Once a new version appears on DockerHub, you can upgrade Telegraf like this:

$ cd ~/IOTstack
$ docker-compose build --no-cache --pull telegraf
$ docker-compose up -d telegraf
$ docker system prune
$ docker system prune

Breaking it down into parts:

build causes the named container to be rebuilt;
--no-cache tells the Dockerfile process that it must not take any shortcuts. It really must rebuild the local image;
--pull tells the Dockerfile process to actually check with DockerHub to see if there is a later version of the base image and, if so, to download it before starting the build;
telegraf is the named container argument required by the build command.

Your existing Telegraf container continues to run while the rebuild proceeds. Once the freshly-built local image is ready, the up tells docker-compose to do a new-for-old swap. There is barely any downtime for your service.

The prune is the simplest way of cleaning up. The first call removes the old local image. The second call cleans up the old base image.
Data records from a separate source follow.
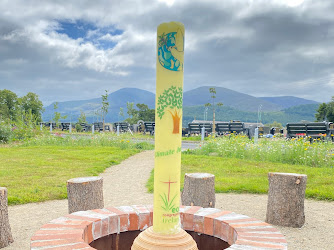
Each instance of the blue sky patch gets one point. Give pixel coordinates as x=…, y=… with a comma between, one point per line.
x=89, y=32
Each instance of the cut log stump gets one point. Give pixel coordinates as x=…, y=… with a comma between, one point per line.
x=286, y=197
x=199, y=190
x=5, y=232
x=85, y=193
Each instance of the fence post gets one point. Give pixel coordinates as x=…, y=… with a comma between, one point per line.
x=256, y=135
x=202, y=133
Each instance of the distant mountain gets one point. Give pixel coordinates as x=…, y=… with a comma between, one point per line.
x=237, y=106
x=287, y=101
x=234, y=99
x=116, y=100
x=292, y=114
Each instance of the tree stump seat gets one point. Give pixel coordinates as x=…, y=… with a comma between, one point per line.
x=286, y=199
x=199, y=190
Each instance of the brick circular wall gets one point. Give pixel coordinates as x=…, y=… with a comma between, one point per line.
x=79, y=229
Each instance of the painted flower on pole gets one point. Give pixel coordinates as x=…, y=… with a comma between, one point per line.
x=171, y=100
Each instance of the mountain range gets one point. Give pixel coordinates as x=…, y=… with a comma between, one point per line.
x=192, y=100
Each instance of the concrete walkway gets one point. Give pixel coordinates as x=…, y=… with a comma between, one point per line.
x=124, y=184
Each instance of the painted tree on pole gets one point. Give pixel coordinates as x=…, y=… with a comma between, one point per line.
x=171, y=100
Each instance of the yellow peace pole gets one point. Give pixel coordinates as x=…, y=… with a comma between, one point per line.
x=166, y=232
x=168, y=127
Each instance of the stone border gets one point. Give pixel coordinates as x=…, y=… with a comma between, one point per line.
x=79, y=229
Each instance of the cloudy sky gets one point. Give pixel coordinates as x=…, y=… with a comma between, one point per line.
x=72, y=50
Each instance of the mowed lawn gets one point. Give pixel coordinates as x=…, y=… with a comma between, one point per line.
x=250, y=176
x=39, y=173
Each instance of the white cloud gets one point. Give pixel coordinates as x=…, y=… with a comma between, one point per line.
x=249, y=46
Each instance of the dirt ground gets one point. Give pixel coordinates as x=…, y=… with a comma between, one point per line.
x=124, y=184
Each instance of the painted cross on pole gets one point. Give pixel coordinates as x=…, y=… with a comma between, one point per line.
x=169, y=182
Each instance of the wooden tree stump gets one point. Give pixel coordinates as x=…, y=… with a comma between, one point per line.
x=199, y=190
x=5, y=232
x=85, y=193
x=286, y=196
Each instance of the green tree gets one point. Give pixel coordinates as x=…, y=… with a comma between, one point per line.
x=213, y=97
x=145, y=113
x=171, y=99
x=321, y=112
x=132, y=113
x=105, y=106
x=30, y=103
x=9, y=105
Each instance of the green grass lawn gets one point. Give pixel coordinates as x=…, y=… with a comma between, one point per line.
x=39, y=173
x=249, y=176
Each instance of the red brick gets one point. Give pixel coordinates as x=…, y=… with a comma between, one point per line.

Whether an old base image exists depends on the version of docker-compose you are using and how your version of docker-compose builds local images.

Telegraf version pinning¶

If you need to pin Telegraf to a particular version:

Use your favourite text editor to open the following file:
```
~/IOTstack/.templates/telegraf/Dockerfile
```
Find the line:
```
FROM telegraf:latest
```
Replace latest with the version you wish to pin to. For example, to pin to version 1.19.3:
```
FROM telegraf:1.19.3
```
Save the file and tell docker-compose to rebuild the local image:
```
$ cd ~/IOTstack
$ docker-compose up -d --build telegraf
$ docker system prune
```
The new local image is built, then the new container is instantiated based on that image. The prune deletes the old local image.

Note:

As well as preventing Docker from updating the base image, pinning will also block incoming updates to the Dockerfile from a git pull. Nothing will change until you decide to remove the pin.